Exports Slip in May
Manufactured goods exports slipped in May 2011, according to the Commerce Department trade data released today, falling 1 percent from April, but still tying the record $95.8 billion set in March, seasonally adjusted. The decline put the year-over-year manufactured goods exports growth at 13 percent, slightly below the 15 percent annual rate of growth needed to double exports in five years.
Imports of manufactured goods, on the other hand, rose 3 percent in May, to a seasonally-adjusted $138 billion. Particularly rapid increases in imports were in petroleum-based products and also computers and computer accessories. As a result, the U.S. trade deficit in manufactured goods increased to a seasonally-adjusted $42 billion, reversing the improvement of the previous two months.
The one-month change in both exports and imports, however, is in line with the basic trends that have been visible since the beginning of 2009, with some months slightly above trend and some below. The May data are within the expected range, and cannot be taken to indicate a change in trend. The June data will be important in determining whether there has been a shift.
Nevertheless, the basic trend all year has been for imports of manufactured goods to outpace export growth, with the deficit tending to increase. Unless manufactured goods exports accelerate to a faster rate of growth, the manufactured goods deficit could slip into record territory by next year.
As has been the case all year, manufactured goods trade with America’s trade agreement partners has outperformed trade with countries with which the United States does not have trade agreements. The latest data indicate that 2011 is the fourth year in a row in which there is a manufactured goods trade surplus with trade agreement partners. The surplus, moreover, appears to be increasing.

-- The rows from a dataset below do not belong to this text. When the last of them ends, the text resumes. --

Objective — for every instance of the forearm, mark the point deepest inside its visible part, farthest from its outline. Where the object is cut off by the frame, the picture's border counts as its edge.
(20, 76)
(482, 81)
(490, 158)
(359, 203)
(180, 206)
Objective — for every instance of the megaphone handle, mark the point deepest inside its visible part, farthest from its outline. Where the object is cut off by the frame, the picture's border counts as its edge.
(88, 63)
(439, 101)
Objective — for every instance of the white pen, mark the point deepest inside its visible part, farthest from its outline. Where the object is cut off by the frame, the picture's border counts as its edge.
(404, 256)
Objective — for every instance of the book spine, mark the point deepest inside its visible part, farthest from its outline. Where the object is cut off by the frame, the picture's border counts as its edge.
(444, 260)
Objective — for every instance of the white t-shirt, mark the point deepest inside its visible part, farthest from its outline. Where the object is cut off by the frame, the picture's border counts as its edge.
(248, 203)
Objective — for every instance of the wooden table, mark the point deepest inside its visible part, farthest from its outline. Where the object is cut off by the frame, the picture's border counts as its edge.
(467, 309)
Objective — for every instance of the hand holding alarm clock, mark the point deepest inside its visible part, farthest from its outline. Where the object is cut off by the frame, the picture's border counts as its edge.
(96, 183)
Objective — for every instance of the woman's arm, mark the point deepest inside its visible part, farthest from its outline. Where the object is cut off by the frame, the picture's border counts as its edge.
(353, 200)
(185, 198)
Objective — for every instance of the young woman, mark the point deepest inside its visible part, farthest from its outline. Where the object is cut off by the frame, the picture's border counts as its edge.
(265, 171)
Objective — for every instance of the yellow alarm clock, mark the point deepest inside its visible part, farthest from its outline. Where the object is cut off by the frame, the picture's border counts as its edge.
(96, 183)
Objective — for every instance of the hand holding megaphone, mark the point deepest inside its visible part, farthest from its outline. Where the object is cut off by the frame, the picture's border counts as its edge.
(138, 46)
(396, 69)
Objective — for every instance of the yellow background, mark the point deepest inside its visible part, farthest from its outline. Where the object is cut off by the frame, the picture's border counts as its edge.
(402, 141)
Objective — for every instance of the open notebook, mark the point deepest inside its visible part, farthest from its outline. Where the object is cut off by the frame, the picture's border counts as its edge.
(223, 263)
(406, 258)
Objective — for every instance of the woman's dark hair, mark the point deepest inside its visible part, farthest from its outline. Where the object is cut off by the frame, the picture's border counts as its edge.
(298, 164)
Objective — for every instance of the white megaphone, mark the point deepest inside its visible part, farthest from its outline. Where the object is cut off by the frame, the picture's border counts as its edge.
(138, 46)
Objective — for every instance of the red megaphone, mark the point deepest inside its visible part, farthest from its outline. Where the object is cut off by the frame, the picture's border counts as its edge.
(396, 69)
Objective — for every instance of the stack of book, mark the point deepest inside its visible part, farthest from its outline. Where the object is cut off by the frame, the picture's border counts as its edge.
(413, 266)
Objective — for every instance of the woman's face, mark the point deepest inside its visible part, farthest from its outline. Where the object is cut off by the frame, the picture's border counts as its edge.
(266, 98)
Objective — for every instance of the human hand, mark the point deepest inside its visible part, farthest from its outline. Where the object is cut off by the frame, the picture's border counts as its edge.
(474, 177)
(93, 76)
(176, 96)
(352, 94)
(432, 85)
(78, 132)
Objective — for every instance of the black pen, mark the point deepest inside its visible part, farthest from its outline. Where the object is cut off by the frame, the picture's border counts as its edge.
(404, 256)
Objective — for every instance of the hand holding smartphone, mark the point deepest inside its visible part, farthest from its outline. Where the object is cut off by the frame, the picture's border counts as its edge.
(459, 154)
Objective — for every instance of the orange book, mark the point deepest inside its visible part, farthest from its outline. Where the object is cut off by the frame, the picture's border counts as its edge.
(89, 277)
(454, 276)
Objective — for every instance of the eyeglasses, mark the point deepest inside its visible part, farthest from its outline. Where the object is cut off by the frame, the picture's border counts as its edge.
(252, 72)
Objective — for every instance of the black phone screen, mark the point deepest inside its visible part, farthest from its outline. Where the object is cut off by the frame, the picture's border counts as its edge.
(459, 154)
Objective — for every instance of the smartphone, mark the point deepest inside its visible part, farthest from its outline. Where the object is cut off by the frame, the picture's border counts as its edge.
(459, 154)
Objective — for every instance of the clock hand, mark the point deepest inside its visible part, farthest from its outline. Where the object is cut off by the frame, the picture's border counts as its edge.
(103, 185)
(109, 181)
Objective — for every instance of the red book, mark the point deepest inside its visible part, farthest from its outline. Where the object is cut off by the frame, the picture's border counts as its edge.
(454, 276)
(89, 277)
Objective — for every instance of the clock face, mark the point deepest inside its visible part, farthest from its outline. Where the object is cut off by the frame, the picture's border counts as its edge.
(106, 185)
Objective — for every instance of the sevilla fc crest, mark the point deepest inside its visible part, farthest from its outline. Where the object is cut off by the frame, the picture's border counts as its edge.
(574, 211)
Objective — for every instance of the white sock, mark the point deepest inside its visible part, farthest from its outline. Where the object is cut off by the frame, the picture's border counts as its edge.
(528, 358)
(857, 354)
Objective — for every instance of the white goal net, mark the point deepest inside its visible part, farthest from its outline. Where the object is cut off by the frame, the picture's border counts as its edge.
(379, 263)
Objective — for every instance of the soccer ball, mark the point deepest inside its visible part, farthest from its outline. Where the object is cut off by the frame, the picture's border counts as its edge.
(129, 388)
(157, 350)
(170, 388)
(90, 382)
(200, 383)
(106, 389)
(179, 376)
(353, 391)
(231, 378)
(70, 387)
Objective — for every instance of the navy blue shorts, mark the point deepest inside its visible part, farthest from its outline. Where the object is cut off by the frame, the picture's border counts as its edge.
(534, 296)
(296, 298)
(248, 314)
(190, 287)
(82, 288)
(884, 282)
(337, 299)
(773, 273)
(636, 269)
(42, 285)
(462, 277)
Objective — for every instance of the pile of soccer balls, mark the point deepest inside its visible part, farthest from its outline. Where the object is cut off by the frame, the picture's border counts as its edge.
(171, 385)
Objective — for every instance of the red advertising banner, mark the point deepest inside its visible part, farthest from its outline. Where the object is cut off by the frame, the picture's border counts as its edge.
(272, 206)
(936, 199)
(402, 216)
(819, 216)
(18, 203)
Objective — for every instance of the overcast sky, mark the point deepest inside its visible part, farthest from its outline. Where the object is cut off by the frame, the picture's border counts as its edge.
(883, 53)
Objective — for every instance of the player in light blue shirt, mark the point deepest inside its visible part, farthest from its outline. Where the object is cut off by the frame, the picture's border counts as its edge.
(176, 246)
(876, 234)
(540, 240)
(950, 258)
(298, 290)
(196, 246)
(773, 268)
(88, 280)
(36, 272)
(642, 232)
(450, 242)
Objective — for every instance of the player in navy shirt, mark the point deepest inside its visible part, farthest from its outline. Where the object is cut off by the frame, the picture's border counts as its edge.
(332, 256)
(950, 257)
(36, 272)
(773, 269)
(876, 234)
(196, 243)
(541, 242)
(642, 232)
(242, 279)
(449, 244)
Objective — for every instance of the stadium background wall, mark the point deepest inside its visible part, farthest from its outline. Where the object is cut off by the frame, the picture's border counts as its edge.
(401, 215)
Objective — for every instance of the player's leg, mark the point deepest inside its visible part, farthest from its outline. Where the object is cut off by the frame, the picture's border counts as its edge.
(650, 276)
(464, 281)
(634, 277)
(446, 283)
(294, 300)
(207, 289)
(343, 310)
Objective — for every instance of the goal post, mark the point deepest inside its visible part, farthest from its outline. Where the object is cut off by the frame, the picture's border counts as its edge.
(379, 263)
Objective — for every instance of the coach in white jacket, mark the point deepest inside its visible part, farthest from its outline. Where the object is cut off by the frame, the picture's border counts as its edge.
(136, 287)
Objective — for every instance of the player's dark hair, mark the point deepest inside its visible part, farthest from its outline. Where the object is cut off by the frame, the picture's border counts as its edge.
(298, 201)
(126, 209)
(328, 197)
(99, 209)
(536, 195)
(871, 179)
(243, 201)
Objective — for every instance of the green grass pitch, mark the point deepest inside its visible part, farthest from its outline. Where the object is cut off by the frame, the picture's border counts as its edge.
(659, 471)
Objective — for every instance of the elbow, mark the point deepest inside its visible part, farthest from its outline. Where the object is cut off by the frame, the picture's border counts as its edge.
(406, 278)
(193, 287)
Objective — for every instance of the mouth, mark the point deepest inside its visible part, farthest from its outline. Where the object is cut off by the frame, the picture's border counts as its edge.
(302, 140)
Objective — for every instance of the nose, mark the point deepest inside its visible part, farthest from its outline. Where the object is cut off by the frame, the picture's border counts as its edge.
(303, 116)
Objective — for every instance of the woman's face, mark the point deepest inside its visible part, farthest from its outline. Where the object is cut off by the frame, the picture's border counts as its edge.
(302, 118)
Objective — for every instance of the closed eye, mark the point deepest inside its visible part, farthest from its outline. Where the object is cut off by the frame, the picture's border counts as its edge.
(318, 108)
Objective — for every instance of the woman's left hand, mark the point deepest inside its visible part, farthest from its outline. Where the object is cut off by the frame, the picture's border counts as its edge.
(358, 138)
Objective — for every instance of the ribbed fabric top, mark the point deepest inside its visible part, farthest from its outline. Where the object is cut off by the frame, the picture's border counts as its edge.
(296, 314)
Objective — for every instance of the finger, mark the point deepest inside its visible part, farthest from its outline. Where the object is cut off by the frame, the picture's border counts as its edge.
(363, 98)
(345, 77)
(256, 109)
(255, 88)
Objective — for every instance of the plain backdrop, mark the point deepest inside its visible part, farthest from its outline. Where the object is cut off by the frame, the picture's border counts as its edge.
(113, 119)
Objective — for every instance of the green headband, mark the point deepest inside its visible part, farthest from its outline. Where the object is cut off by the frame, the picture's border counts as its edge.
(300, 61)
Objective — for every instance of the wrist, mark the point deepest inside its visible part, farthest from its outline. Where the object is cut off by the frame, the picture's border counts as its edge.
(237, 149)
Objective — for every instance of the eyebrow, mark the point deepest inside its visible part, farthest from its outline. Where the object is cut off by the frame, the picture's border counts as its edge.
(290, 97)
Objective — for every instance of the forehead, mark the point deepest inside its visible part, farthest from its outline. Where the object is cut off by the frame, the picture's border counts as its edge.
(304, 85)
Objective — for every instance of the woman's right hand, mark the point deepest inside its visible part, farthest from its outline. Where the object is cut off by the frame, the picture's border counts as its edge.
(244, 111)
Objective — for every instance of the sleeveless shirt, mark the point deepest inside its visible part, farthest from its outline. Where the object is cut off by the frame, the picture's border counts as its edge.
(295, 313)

Since 2008, the United States has run a cumulative trade surplus of over $70 billion in manufactured goods trade with trade agreement partners, while running a cumulative deficit of more than $1.3 trillion with countries that are not trade agreement partners.
Those who are concerned about the U.S. trade deficit need to recognize that our trade problem is with countries that have not entered into agreements which will allow U.S. exports to them to increase faster. This highlights the need for more trade agreements to lower barriers to U.S. exports to more countries.
Frank Vargo is vice president international economic affairs, National Association of Manufacturers.